Leonardo Barreto apresenta conjuntura pré-eleitoral
aos membros do Conselho de Administração
O Conselho de Administração da CBIC se reunirá na próxima quinta-feira (3), na sede da entidade, em Brasília. A reunião contará com a presença do cientista político Leonardo Barreto, que falará sobre a conjuntura pré-eleitoral. A reunião será realizada das 11h30 às 17h. Na pauta, também constam assuntos como o Programa Minha Casa, Minha Vida (PMCMV-FAR), do governo federal, que visa a construção de 2 milhões de unidades habitacionais até 2014. O foco do debate será a continuidade do programa e as mudanças de especificação. Também serão discutidos os novos recursos do Fundo de Garantia do Tempo de Serviço (FGTS) para obras públicas de pavimentação de vias locais. Os temas referentes à habitação serão apresentados pela consultora técnica da CBIC, Maria Henriqueta Arantes Ferreira Alves.

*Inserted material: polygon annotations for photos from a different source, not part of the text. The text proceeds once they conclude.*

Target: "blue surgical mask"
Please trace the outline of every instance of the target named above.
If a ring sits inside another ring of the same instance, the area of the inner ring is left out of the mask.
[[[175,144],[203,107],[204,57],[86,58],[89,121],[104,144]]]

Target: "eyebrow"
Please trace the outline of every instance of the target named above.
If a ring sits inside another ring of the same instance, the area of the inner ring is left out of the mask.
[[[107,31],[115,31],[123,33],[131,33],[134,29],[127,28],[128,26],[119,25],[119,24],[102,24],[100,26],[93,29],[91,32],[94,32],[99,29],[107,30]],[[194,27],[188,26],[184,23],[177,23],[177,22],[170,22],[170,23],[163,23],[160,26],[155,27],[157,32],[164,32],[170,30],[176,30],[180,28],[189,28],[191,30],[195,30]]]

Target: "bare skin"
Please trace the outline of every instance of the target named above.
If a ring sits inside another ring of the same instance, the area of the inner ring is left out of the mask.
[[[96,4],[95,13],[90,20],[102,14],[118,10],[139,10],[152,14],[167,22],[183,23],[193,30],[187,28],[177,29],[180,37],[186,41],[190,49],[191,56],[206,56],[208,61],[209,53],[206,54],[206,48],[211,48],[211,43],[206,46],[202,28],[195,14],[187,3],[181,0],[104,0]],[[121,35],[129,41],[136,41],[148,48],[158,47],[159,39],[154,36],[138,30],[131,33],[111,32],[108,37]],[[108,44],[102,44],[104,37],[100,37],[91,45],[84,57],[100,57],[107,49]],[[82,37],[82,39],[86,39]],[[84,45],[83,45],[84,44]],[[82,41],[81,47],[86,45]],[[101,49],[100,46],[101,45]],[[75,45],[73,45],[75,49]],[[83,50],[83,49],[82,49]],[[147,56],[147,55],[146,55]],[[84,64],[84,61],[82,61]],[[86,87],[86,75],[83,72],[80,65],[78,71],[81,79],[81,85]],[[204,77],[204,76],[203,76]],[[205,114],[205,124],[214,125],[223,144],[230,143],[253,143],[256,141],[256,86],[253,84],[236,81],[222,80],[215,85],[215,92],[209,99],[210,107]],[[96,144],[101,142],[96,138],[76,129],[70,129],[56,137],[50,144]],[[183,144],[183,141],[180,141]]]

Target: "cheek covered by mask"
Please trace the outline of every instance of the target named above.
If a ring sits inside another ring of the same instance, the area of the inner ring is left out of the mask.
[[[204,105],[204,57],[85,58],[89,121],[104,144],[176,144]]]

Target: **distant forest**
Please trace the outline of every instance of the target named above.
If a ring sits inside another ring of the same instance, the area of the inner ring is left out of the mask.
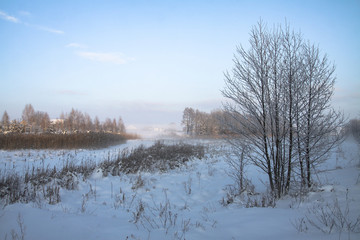
[[[48,113],[35,111],[27,104],[20,120],[10,121],[5,111],[0,122],[0,133],[120,133],[125,134],[125,125],[121,117],[118,120],[106,118],[100,122],[89,114],[72,109],[70,113],[61,113],[60,118],[50,120]]]
[[[189,136],[218,136],[231,134],[226,124],[231,121],[234,122],[222,110],[206,113],[187,107],[183,111],[181,125],[183,126],[183,131]]]

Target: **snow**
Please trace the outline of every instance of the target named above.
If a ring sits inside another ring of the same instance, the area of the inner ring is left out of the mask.
[[[166,140],[172,143],[178,140]],[[360,239],[359,233],[325,234],[311,228],[299,232],[294,223],[310,216],[309,209],[333,204],[350,208],[352,219],[360,215],[360,151],[352,139],[334,149],[317,174],[319,188],[302,198],[284,197],[271,208],[223,206],[225,187],[232,184],[222,140],[183,140],[208,146],[207,157],[193,160],[166,173],[141,173],[102,177],[95,170],[77,190],[60,190],[61,202],[45,201],[1,206],[0,239],[20,234],[18,216],[24,222],[25,239]],[[0,152],[1,174],[21,173],[34,166],[61,167],[65,161],[100,162],[120,149],[154,140],[132,140],[100,150],[17,150]],[[140,176],[141,175],[141,176]],[[247,175],[256,191],[266,190],[266,177],[249,166]],[[143,184],[137,184],[140,180]],[[141,216],[137,219],[140,206]]]

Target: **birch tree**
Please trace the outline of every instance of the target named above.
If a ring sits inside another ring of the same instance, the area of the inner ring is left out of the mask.
[[[335,67],[289,26],[269,30],[259,22],[249,43],[248,50],[237,48],[225,73],[224,111],[231,119],[225,124],[252,151],[249,160],[279,198],[293,179],[310,188],[316,164],[341,140],[343,118],[330,106]]]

Ponto eletrônico: setor terá grupo
de trabalho para estudar o tema
A Comissão de Política de Relações Trabalhistas (CPRT) debate na próxima quinta-feira (9), durante a reunião do Conselho de Administração da CBIC, em Brasília, a questão do “Ponto Eletrônico”. O objetivo é criar um grupo de trabalho para debater o tema. Na oportunidade, também serão apresentados projetos e programas de promoção de saúde e segurança no trabalho na área da construção civil. As apresentações serão feitas pelo presidente da CPRT/CBIC, Antonio Carlos Mendes Gomes, e pelo vice-presidente da CBIC, Luiz Fernando Pires.
CDES promove seminário internacional
sobre governança global neste mês
O Conselho de Desenvolvimento Econômico e Social da Presidência da República (CDES) realiza no dia 16 de setembro, em Brasília, o "Seminário Internacional sobre Governança Global: o papel dos Conselhos Econômicos e Sociais e de instituições similares no novo modelo de governança econômica, social e ambiental global". O objetivo do evento é colher subsídios que permitam examinar o papel da sociedade civil organizada e dos Conselhos Econômicos e Sociais e Instituições Similares no novo modelo de desenvolvimento mundial que vem se delineando a partir da primeira década do Século XXI e que contemple as dimensões econômica, social e ambiental. A ideia é suscitar novos debates, perspectivas e desafios da governança global frente ao novo cenário internacional e nacional. O seminário contará com as presenças do ministro Alexandre Padilha e do presidente da Aicesis, Antonio Marzano, e palestras de James Galbraith; Maria da Conceição Tavares; Claudio Salvadori Dedecca; Eduardo Viola; Xavier Timbeau; Julio Boltvinick; Randall Wray; Michael Hudson. O presidente da CBIC, Paulo Safady Simão, e o vice-presidente Vicente Mattos, integram o CDES.